Nelayan Tidak Melaut Tiga Bulan Terakhir
PURWOREJO, KOMPAS – Tiga bulan terakhir, nelayan di Pantai Jatimalang, Kecamatan
Purwodadi, Kabupaten Purworejo, Jawa Tengah, tidak melaut. Selain karena gelombang tinggi mencapai 5 meter dan angin kencang, saat ini adalah musim paceklik ikan.
Karib, salah seorang nelayan, mengatakan, sekalipun cuaca buruk, setiap nelayan sebelumnya bisa tetap melaut. Namun, pada kondisi sckarang, banyak nelayan memilih , tidak melaut karena ikan yang bisa diperoleh sangat sedikit.
“Sebulan lalu saya pernah mencoba melaut. Namun, hasil yang diperoleh hanya seekor penyu dan 4 ons lobster,” ujar Karib, Rabu (6/ 8). Di Pantai Jatimalang terdapat sekitar 150 nelayan dan 35 perahu. Sekali melaut, saat kondisi normal, satu perahu bisa membawa pulang 60 kilogram hingga 1 kuintal ikan.
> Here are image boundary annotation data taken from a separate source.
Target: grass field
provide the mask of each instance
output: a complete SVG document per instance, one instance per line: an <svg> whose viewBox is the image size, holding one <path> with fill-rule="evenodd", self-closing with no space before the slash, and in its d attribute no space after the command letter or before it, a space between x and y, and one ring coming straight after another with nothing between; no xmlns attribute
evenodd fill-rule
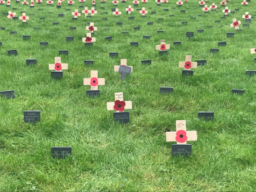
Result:
<svg viewBox="0 0 256 192"><path fill-rule="evenodd" d="M14 99L0 98L0 191L255 191L256 77L245 74L246 70L255 70L256 55L250 53L255 47L255 19L249 27L240 25L243 31L235 31L229 25L233 18L246 23L242 18L246 11L255 16L256 2L242 6L242 0L231 0L229 9L240 10L220 19L224 9L220 1L209 0L208 5L214 2L220 9L205 14L195 0L182 7L177 7L176 1L160 6L155 1L140 2L134 7L131 0L116 7L108 0L104 4L96 2L98 12L93 17L82 14L77 20L71 19L71 12L83 10L79 5L90 10L91 1L75 1L68 5L65 1L60 9L56 8L56 0L51 6L46 1L35 2L34 8L21 1L12 1L10 8L0 5L0 27L5 27L0 30L0 90L14 90L16 94ZM129 5L134 8L131 15L125 13ZM149 11L145 18L136 10L142 7ZM112 14L114 8L122 12L120 16ZM28 23L2 15L10 10L18 16L25 11ZM58 18L60 13L64 17ZM107 20L101 19L105 17ZM92 46L81 40L88 22L98 27ZM148 22L154 23L147 25ZM136 31L133 27L141 28ZM9 34L10 31L16 33ZM186 38L187 31L194 31L194 38ZM227 38L227 32L235 32L234 37ZM23 40L23 35L31 39ZM105 40L110 36L112 41ZM66 42L66 36L74 36L75 41ZM164 39L170 49L167 55L159 55L155 45ZM174 46L175 41L181 41L181 45ZM220 41L227 46L218 46ZM49 42L49 46L40 46L40 42ZM139 46L131 46L131 42ZM210 53L210 49L220 51ZM16 49L18 55L9 56L10 49ZM61 57L68 69L61 80L51 79L48 65L54 63L59 50L66 49L68 55ZM110 58L109 52L119 55ZM179 61L188 55L192 55L192 61L205 59L207 64L194 69L193 76L183 77ZM36 59L37 63L27 66L26 59ZM114 72L120 59L133 67L124 81ZM151 59L151 65L142 65L144 59ZM84 60L94 64L87 67ZM101 96L94 98L86 96L90 86L83 85L90 70L98 70L99 77L105 79L105 85L99 86ZM160 95L159 87L173 87L173 93ZM231 89L245 93L231 94ZM114 111L107 111L106 105L120 92L133 104L132 109L126 110L130 122L124 125L114 121ZM29 110L41 111L41 121L24 122L23 111ZM214 120L199 120L198 111L214 111ZM166 141L165 131L175 131L179 120L186 120L188 131L197 131L198 140L188 142L192 144L188 158L172 157L175 143ZM72 157L52 159L51 146L71 146Z"/></svg>

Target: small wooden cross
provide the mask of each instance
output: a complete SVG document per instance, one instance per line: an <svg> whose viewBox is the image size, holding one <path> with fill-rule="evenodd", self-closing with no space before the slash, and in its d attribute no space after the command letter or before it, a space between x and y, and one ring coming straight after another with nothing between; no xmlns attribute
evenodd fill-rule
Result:
<svg viewBox="0 0 256 192"><path fill-rule="evenodd" d="M212 3L211 8L212 10L215 10L216 8L217 8L217 5L215 5L214 3Z"/></svg>
<svg viewBox="0 0 256 192"><path fill-rule="evenodd" d="M239 29L238 25L241 24L241 20L237 21L235 18L232 19L233 23L230 24L231 27L235 27L235 30Z"/></svg>
<svg viewBox="0 0 256 192"><path fill-rule="evenodd" d="M203 11L205 11L205 12L207 12L207 11L209 11L211 10L211 7L209 8L207 8L207 5L205 5L205 8L203 8Z"/></svg>
<svg viewBox="0 0 256 192"><path fill-rule="evenodd" d="M148 11L145 11L145 8L142 8L142 10L140 11L140 14L141 14L143 16L147 13L148 13Z"/></svg>
<svg viewBox="0 0 256 192"><path fill-rule="evenodd" d="M97 11L95 11L94 9L94 8L92 8L92 10L88 11L88 13L90 14L91 16L94 16L94 14L97 13Z"/></svg>
<svg viewBox="0 0 256 192"><path fill-rule="evenodd" d="M112 1L112 3L114 3L114 5L117 5L116 3L118 3L119 1L116 1L116 0L114 0L114 1Z"/></svg>
<svg viewBox="0 0 256 192"><path fill-rule="evenodd" d="M192 55L185 55L185 61L179 61L179 68L185 68L185 70L197 68L197 62L191 62Z"/></svg>
<svg viewBox="0 0 256 192"><path fill-rule="evenodd" d="M97 70L91 70L90 78L84 79L84 85L90 85L91 90L98 90L98 85L105 85L105 79L98 78Z"/></svg>
<svg viewBox="0 0 256 192"><path fill-rule="evenodd" d="M176 121L176 131L166 132L166 141L177 141L177 144L186 144L189 141L197 140L196 131L186 131L185 120Z"/></svg>
<svg viewBox="0 0 256 192"><path fill-rule="evenodd" d="M60 57L54 57L55 64L49 64L49 70L55 70L55 71L62 71L62 70L68 69L68 64L62 64Z"/></svg>
<svg viewBox="0 0 256 192"><path fill-rule="evenodd" d="M166 49L170 49L170 44L166 44L166 40L161 40L161 44L160 45L156 45L155 46L156 50L161 50L164 51Z"/></svg>
<svg viewBox="0 0 256 192"><path fill-rule="evenodd" d="M88 15L88 8L84 8L84 10L82 10L81 12L84 14L85 16Z"/></svg>
<svg viewBox="0 0 256 192"><path fill-rule="evenodd" d="M242 2L241 5L248 5L248 2L246 2L246 0L244 0L244 2Z"/></svg>
<svg viewBox="0 0 256 192"><path fill-rule="evenodd" d="M128 8L126 8L126 11L128 12L128 14L131 14L133 11L133 9L131 8L131 5L129 5Z"/></svg>
<svg viewBox="0 0 256 192"><path fill-rule="evenodd" d="M90 23L90 26L86 26L86 30L89 30L90 33L93 33L93 31L97 30L97 27L94 27L94 23Z"/></svg>
<svg viewBox="0 0 256 192"><path fill-rule="evenodd" d="M29 19L29 16L26 16L26 13L22 13L22 16L19 17L20 20L22 20L22 22L26 22L27 20Z"/></svg>
<svg viewBox="0 0 256 192"><path fill-rule="evenodd" d="M115 93L115 102L107 102L107 111L115 110L116 112L123 112L125 109L132 109L131 101L123 101L123 92Z"/></svg>
<svg viewBox="0 0 256 192"><path fill-rule="evenodd" d="M74 18L77 18L78 16L81 16L81 14L78 12L78 10L75 10L75 12L72 12L72 15Z"/></svg>
<svg viewBox="0 0 256 192"><path fill-rule="evenodd" d="M13 18L14 16L16 16L16 13L12 13L11 11L8 12L9 15L7 16L8 18Z"/></svg>
<svg viewBox="0 0 256 192"><path fill-rule="evenodd" d="M249 12L245 12L245 15L242 16L242 18L245 19L251 18L251 17L252 17L251 15L249 15Z"/></svg>
<svg viewBox="0 0 256 192"><path fill-rule="evenodd" d="M116 16L118 16L119 14L121 14L121 12L118 12L118 9L116 9L116 11L113 12L113 14L115 14Z"/></svg>
<svg viewBox="0 0 256 192"><path fill-rule="evenodd" d="M92 38L91 33L87 33L86 36L87 36L86 38L82 38L83 42L90 43L90 42L96 42L96 38Z"/></svg>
“Biasanya, musim paceklik ikan maksimal hanya berlangsung selama dua bulan,” ujar Waryanto, nelayan lainnya. Padahal, pada Agustus, kata Waryanto, biasanya nelayan mulai bisa mendapatkan banyak lobster dan bawal. Pada bulan September, barulah nelayan bisa panen berbagai jenis ikan.
Cuaca buruk juga membuat nelayan di Cirebon dan Indramayu, Jawa Barat, tidak memaksakan diri melaut. Sekretaris Jenderal Serikat Nelayan Indonesia Kabupaten Cirebon Budi Laksana mengimbau anggotanya agar tak memaksakan diri melaut.
Paling tidak ada 6.000 nelayan di wilayahnya. Samhudi (47), nelayan dan pemilik perahu pariwisata tujuan Pulau Biawak, Indrarnayu, misalnya, memutuskan tidak melayani
wisatawan hingga kondisi cuaca membaik. Kegiatan itu dijalaninya sebagai sampingan.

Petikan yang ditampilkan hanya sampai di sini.